Consider now an economy where your basic financial asset is a stock $S$: for example, when your employer pays your salary every month, instead of putting it into a deposit account, it buys shares for you. In a Black-Scholes setting, note that: $$\begin{align} V^S\left(\frac{dS_t}{S_t}\right)&=V^S\left(\sigma d\widehat{W}_t\right) \\ &=E^S\left(\sigma^2d[\widehat{W},\widehat{W}]_t\right) \\[3pt] &=\sigma^2dt \end{align}$$ Hence the variance of your return is $\sigma^2$ per infinitesimal unit of time. Thus if the stock is the basic store of value of your economy, it is understandable that economic agents would ask to be compensated for the risk they are taking and expect a higher return than a simple risk-free rate $r$.

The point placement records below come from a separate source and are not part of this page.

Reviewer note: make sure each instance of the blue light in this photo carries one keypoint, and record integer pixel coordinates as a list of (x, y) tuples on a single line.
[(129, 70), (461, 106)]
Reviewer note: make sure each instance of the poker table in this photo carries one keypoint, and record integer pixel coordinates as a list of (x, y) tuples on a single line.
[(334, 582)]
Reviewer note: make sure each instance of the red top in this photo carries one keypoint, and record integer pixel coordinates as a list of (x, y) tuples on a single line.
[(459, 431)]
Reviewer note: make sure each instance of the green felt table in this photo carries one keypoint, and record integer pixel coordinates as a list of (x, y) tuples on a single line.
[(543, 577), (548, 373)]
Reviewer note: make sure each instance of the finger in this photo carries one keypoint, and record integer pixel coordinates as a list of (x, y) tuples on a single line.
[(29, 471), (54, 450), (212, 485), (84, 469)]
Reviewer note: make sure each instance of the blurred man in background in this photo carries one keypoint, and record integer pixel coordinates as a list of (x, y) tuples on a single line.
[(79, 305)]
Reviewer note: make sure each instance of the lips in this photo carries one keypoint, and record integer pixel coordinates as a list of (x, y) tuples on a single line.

Addendum: generally speaking, in an economy endowed with measure $P$, which is associated to a certain asset numéraire $N$, individual risk preferences are not accounted for through $N$ (contrary to the physical measure, whose numéraire directly represents aggregated risk preferences). We might interpret the risk of $N$ as the flat risk aversion of the economy $P$.

Answer 2

The drift is the expectation of the return over an infinitesimal interval. Let $Q$ be the risk-neutral measure and $Q^S$ be measure associated with the stock price numeraire defined by \begin{align*} \frac{dQ^S}{dQ}\big|_t = \frac{S_t}{B_t S_0}, \end{align*} where $B_t=e^{rt}$ is the value at time $t$ of the money-market account. Moreover, let $E$ and $E^S$ be expectation operators corresponding to measures $Q$ and $Q^S$. Then, \begin{align*} E\left(\frac{S_{t+\Delta t}-S_t}{S_t}\mid \mathscr{F}_t \right) &= E\left(e^{(r-\frac{1}{2}\sigma^2)\Delta t + \sigma(W_{t+\Delta t} -W_t)}-1\mid \mathscr{F}_t \right)\\ &=e^{r \Delta t} - 1 \approx r \Delta t. \end{align*} Similarly, \begin{align*} E^S\left(\frac{S_{t+\Delta t}-S_t}{S_t}\mid \mathscr{F}_t \right) &= E\left(\frac{dQ^S}{dQ}\big|_{t+\Delta t}\left( \frac{dQ^S}{dQ}\big|_{t}\right)^{-1}\frac{S_{t+\Delta t}-S_t}{S_t}\mid \mathscr{F}_t \right)\\ &=E\left(\frac{S_{t+\Delta t} B_t}{S_t B_{t+\Delta t}}\frac{S_{t+\Delta t}-S_t}{S_t}\mid \mathscr{F}_t \right)\\ &=E\left(\left(\frac{S_{t+\Delta t}}{S_t}\right)^2 e^{-r\Delta t} - \frac{S_{t+\Delta t}}{S_t} e^{-r\Delta t}\mid \mathscr{F}_t \right)\\ &=e^{(r+\sigma^2)\Delta t} -1 \approx (r+\sigma^2)\Delta t. \end{align*} That is, under the respective probability measure, the drift is the expectation of the return, over an infinitesimal interval.

Answer 3

I have a take on the intuition part of the question. Isn't it a simple consequence of Jensen's inequality? Thus, assuming $r=0$ for simplicity, we have in the money market measure: $E(S_T)=S_t$, but then $E(1/S_T)>1/S_t$ by Jensen since $1/x$ is convex. Now in the stock measure, we must force $E_S (1/S_T)=1/S_t$ to create the correct martingale, but then by "reverse Jensen" we must have $E_S(S_T)>S_t$. The amount by which the inequality exceeds equality is related to the standard deviation, intuitively.

Answer 4

When you try and discount everything by the stock, every price process now has extra gamma PnL naturally just due to the presence of the stochastic discount factor (due to it's quadratic variation). Every payoff now is a non linear function of this stock and thus after delta hedging earns this extra PnL. Simply applying Ito's lemma on the discounted payoff will result in an extra PnL term here.

Thus every portfolio now has an extra drift equal to the quadratic variation of the stock price. This PnL is a natural consequence of stochastic discounting, and can be looked at as compensation for the risk that stochastic discounting brings. This is accounted for in the drift.